Das vorliegende Gedicht „Die Menschheit“, dem Schüler Marschall nach einer leidlich verbrachten Nacht in die Feder diktiert, wird weitgehend im Metrum fünfhebiger Trochäen zu einer Meditation menschlicher Endlichkeit. Ohne in den Predigtton zu verfallen, wendet sich das Gedicht gegen prometheische oder faustische Überheblichkeit, gegen den blinden Stolz, der sich absolut zu setzen versucht. In einem Gebot der Demut öffnet Falk den Blick für die Abhängigkeit des Menschen, für die Begrenztheit seiner Möglichkeiten. Was im Weihnachtslied als jubelnde Anerkennung „gnadenbringender“ Schöpfung gefeiert wird, nimmt sich hier als leisere Variante aus, in der es darum geht, „freudig still auf Gott zu warten“, wie es im vorletzten Vers heißt.
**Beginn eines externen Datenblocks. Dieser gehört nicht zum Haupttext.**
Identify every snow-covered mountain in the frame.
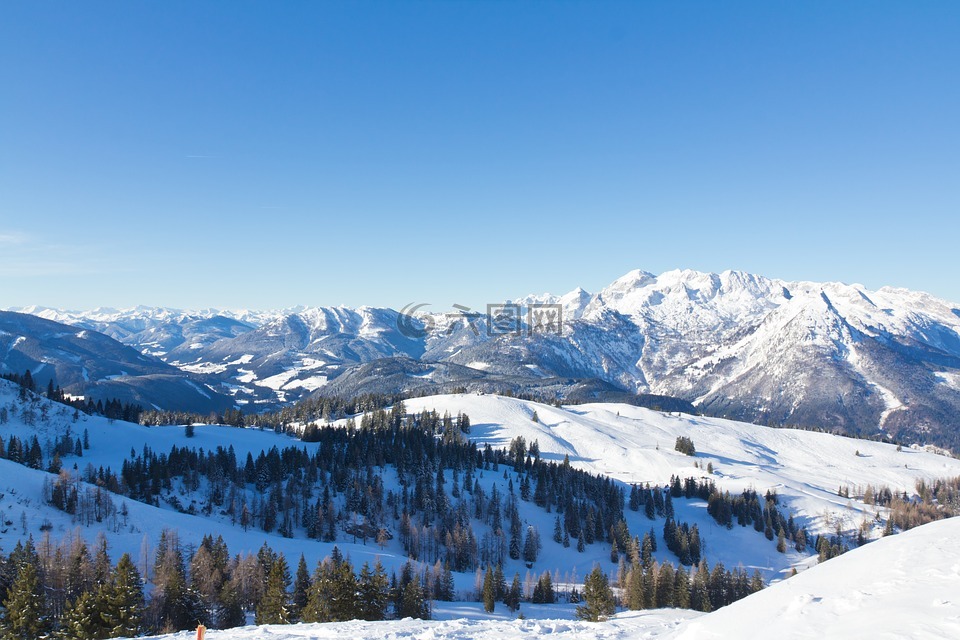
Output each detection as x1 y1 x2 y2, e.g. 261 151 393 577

Aber es ist kein Traktat frommer Tatenlosigkeit, sondern das Gedicht über und an die Menschheit steht im Bewusstsein, dass jedes Werk uns immerhin halb überlassen ist. Wenn von „Engeln der Natur“ oder „Himmelswächtern“ die Rede ist, verweist das Gedicht auf die gleichwohl unsichtbar bleibende höhere Macht. Die Natur ist der Bereich, in dem sich Überirdisches und Irdisches, Unbegrenztes und Begrenztes treffen. Hundert Jahre vor Falk, in der frühen Aufklärung, hätte man von einem physikotheologischen Weltbild gesprochen, als die Ordnung des Kosmos als Erweis göttlicher Weisheit verstanden wurde. Von heute aus könnte man das Gedicht auch als Zeugnis einer zugleich ökologisch und religiös geprägten Weltsicht lesen.
Johannes Daniel Falk: „Geheimes Tagebuch 1818 bis 1826“. Aus dem Nachlass hrsg. von Ernst Schering, Stuttgart 1964. Vergriffen
Von Mathias Mayer ist zuletzt erschienen: „Macbeth. Die Erfindung der Botenstoffe“. Universitätsverlag Winter, Heidelberg 2024. 142 S., geb., 30,– €.
Redaktion Hubert Spiegel
Gedichtlesung Thomas Huber
Johannes Daniel Falk: „Die Menschheit“ Weimar, den 4. November 1825
Halb ist jedes Werk uns überlassen,
halb gehört es dem Himmel an;
kann der Mensch in Demut dies nicht fassen,
so verirrt er sich von seiner Bahn.
Geister schreiten still und ungesehen
mit den künftigen Geschicken uns zur Seit’,
überall im See, auf Berg und Höhen
wirken Engel der Natur ihr Kleid.
Deine Wiesen kannst durch Kunst du wässern,
daß ihr Grün den Augen wohlgefällt.
Aber kannst du auch den Quell vergrößern,
der aus Berg und Wolken niederfällt?
Wo der Erde Früchte sich erneuen,
sind auch Himmelswächter angestellt,
und versagen sie dir das Gedeihen,
frommt dir nicht, was auch dein Fleiß bestellt.
Was in unermeßlichen Gebieten
deine Hand dem Schoß der Erd’ entringt,
nimmer kannst du Sonn und Mond gebieten,
daß ihr Strahl es zur Entfaltung bringt.
Und so ist’s im Handeln aller Arten,
Weh dem blinden Stolz, der dies vergißt,
der, statt freudig still auf Gott zu warten,
Sonn’ und Mond zu spielen sich ermißt.